Wczoraj życie przyniosło mi cenną lekcję. Wszystko dzieje się po coś. Mamy swoje wyobrażenia i oczekiwania dotyczące osób, zdarzeń i sytuacji. I nagle coś przybiera inny niż pragnęlibyśmy obrót spraw.
Można wówczas pogrążyć swoje myśli i energię w poczuciu rozczarowania i zawodu, zadawać sobie pytanie, co sprawiło, że ktoś tak właśnie się zachował. Do tego jeszcze wpaść w panikę, co teraz, nie dam rady przecież, nigdy tego nie robiłam.
Jednak w innym spojrzeniu, tę samą sytuację można odczytać jako szansę dla siebie, by spróbować czegoś nowego, by sobie zaufać i sprostać temu, co powierzaliśmy zawsze innym, bo wydawało się zbyt trudne, nie dla nas. Codzienność daje nam możliwość sprawdzenia się w nowej roli. I okazuje się, że możemy być samowystarczalni, trzeba tylko dać sobie szansę:-)

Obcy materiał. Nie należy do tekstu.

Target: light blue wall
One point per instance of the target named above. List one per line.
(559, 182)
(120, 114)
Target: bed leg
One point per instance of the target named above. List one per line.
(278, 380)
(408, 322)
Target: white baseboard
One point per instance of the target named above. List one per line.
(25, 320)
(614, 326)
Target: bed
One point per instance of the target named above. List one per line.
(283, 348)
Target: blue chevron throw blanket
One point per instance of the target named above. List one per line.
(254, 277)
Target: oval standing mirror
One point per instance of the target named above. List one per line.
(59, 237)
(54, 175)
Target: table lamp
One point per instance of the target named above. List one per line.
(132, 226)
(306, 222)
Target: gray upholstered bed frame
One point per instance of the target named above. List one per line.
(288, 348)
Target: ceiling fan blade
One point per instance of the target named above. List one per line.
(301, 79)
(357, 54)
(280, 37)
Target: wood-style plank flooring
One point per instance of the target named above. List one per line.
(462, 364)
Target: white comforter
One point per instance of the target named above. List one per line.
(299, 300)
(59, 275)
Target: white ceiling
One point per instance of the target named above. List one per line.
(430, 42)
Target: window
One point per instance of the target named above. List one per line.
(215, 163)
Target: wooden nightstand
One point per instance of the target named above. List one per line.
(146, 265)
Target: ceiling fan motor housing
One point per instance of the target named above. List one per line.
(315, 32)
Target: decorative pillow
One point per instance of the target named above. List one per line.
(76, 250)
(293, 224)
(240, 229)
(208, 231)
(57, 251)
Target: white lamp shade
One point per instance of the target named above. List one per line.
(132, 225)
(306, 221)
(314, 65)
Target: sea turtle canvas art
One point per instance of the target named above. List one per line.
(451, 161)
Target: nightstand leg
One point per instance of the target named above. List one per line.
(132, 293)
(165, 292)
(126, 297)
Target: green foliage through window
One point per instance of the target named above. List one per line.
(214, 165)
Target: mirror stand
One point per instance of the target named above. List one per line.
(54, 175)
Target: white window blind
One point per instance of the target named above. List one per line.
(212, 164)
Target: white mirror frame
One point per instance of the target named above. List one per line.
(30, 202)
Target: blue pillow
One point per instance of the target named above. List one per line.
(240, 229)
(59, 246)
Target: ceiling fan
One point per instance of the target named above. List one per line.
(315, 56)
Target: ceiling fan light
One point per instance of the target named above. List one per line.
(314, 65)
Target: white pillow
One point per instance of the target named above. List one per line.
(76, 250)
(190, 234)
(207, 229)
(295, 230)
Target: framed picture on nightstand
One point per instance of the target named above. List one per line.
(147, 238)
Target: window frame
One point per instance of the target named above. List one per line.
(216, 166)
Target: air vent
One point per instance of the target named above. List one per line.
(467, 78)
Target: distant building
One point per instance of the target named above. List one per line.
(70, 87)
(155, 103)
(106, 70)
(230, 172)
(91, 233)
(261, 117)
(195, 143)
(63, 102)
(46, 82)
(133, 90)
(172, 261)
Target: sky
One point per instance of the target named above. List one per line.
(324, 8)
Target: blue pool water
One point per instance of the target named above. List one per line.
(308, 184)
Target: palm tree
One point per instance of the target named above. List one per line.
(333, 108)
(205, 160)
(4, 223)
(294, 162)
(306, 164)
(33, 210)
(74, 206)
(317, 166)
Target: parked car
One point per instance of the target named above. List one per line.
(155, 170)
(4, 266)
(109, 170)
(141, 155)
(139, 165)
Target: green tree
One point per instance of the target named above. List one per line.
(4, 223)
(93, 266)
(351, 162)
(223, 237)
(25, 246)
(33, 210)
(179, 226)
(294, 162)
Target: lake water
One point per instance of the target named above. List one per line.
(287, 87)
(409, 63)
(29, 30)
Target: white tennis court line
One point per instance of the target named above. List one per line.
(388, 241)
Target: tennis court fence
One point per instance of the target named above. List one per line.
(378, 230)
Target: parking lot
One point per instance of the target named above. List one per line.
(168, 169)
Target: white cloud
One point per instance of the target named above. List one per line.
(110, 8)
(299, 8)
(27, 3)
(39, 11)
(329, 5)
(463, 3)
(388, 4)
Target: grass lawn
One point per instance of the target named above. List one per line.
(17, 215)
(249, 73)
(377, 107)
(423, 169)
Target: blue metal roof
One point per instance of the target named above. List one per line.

Mój sobotni poranek piękny, pachnący i ciepły, leniwie spędzam
i w ciszy. Wokół mnie kwiaty wszędzie, bo oto
cudowny nastał czas. Można powrócić ze spaceru lub z targu z naręczem kwiatów moich ukochanych, kaliny i bzu:-)
Dziś u mnie w każdym możliwym miejscu,
w słojach i dzbanach, na stołach, fotelach i zydelkach...
Do tego nowe wydanie Werandy i Werandy Country w zanadrzu:-)
Bardzo podoba mi się połączenie dostojnej róży z ogrodowym bzem.
Można tym sposobem przydać bukietowi troszkę cudownego zapachu, którego ostatnimi czasy róże nie dają niestety.
A poranne słońce cudownie rozświetla wnętrze:-)
W tle moja muzyka:-)
Dziś jedna z piosenek z zakupionej wczoraj płyty w klimacie smooth jazz. Bogaty bardzo wybór w sklepach Empik.
Pięknego, pachnącego i słonecznego dnia wszystkim🌼
~ bh ~
Piękne są Twoje bukiety i ślicznie ozdabiają Twój niezwykły dom:)))Pozdrawiam serdecznie i miłej niedzieli życzę:))))
OdpowiedzUsuńSerdecznie dziękuję Reniu:-) Wspaniałego dnia i całego tygodnia dla Ciebie!